How to Install Piwik to Analyse Acccess Logs on CentOS 6.5

0. I had to install piwik on top of nginx, php5.5 and mysql with innodb engine to improve performance. For people using piwik to analyse access logs this post might be informative, since piwik log analytic feature isn’t too fast…

1. Install nginx, mysql, and php.
Enable epel repo

Necessary packages except for php (very rough and not necesarily necessary)

yum install geoip geoip-devel pecl-geoip-php mysql-server mysql mysql-libs httpd-devel libpng-devel libgd-devel libjpeg-devel gcc curl-devel zlib=-devel libxml2-devel gd-2 apr-util-devel

Installing PHP from source to get the newest version. If any libraries are missing, install them via yum.

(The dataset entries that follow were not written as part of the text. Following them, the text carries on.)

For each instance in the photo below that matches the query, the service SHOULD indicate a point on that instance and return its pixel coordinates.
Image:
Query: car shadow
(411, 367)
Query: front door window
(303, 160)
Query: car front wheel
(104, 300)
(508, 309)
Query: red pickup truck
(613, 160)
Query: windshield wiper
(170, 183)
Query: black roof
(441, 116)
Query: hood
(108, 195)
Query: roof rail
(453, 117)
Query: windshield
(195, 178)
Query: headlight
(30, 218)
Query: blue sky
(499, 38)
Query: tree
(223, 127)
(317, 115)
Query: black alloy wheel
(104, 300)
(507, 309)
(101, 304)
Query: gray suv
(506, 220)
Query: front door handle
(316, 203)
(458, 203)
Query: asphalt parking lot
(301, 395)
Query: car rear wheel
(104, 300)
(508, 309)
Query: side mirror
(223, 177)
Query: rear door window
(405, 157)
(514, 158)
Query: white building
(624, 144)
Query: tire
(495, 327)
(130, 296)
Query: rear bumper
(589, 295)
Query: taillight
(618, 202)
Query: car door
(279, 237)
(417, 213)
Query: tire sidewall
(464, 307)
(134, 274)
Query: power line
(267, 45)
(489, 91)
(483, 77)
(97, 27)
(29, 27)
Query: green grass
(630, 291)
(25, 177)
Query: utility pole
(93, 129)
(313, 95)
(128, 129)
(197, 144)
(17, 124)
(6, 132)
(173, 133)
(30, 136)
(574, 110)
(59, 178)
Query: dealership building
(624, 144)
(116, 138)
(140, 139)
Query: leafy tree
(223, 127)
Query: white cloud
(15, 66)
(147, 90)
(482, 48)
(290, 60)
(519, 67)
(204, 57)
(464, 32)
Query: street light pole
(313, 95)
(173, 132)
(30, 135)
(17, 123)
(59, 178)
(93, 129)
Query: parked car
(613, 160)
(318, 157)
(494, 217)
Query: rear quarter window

wget the newest php and unzip and move in to the directory, and run command below
./configure –with-config-file-path=/etc –with-config-file-scan-dir=/etc/php.d –with-apxs2 –with-libdir=lib64 –with-zlib –enable-calendar –enable-mbstring –with-mcrypt –with-mysql –with-mysqli –with-iconv –with-pear –enable-fpm –with-pdo-mysql –with-gd –enable-gd-native-ttf –enable-gd-jis-conv –with-vpx-dir=/usr –with-jpeg-dir=/usr –with-xpm-dir=/usr –with-freetype-dir=/usr –with-vpx-dir=/usr –with-jpeg-dir=/usr –with-xpm-dir=/usr –with-curl

make clean
make
make install

Copy php.ini to /etc/
Edit php-fpm.conf and change user and group to nginx from nobody.
And the do…
pecl install geoip
cp /php-5.5.9/sapi/fpm/init.d.php-fpm /etc/init.d/php-fpm
service php-fpm start
Increase the memory_limit to 8192M in php.ini, otherwise piwik cannot process monthly and yearly report.
If you don’t have 8G RAM like me, you need to create swap.

2. Configure mysql
Append below to /etc/my.cnf

default-table-type = InnoDB
key_buffer = 16M
max_allowed_packet = 16M
thread_stack = 256K
thread_cache_size = 16
innodb_buffer_pool_size = 2048M
innodb_log_file_size = 512M
innodb_log_buffer_size = 16M
innodb_flush_log_at_trx_commit = 2
sync_binlog = 0
innodb_flush_method = O_DIRECT
transaction-isolation = READ-COMMITTED

And rm -rf /var/lib/i*
service mysqld start

Create db and user for piwik

mysql_secure_intallation
mysql -u -root -p
create database piwik_db;
create user ‘username’@’localhost’ identified by ‘your_password’;
grant all on piwik_db.* to ‘username’@’localhost’;
grant file on *.* to ‘username’@’localhost’;
flush privileges;
quit;

3. Configure ningx
Edit /etc/nginx/nginx.conf and change number of worker processes to according to your CPU

worker_processes 4;

Edit /etc/nginx/conf.d/default.conf to enable php. I changed index and root of php-fpm. Here is a extract

location / {
root /usr/share/nginx/html;
index index.php;
}

location ~ \.php$ {
root /usr/share/nginx/html;
fastcgi_pass 127.0.0.1:9000;
fastcgi_index index.php;
fastcgi_param SCRIPT_FILENAME /usr/share/nginx/html$fastcgi_script_name;
include fastcgi_params;
}

Start nginx.

service start nginx

4. Install Piwik (finally!)
Get a zip file of your prefered version from the official site and unzip to /usr/share/nginx/html
I download the newest version from http://builds.piwik.org/

cd /usr/share/nginx/html
chown nginx:nginx -R piwik
chmod 0755 -R piwik

You might need to redirect piwik/tmp/cache/tracker to /dev/shm when analysis is slow.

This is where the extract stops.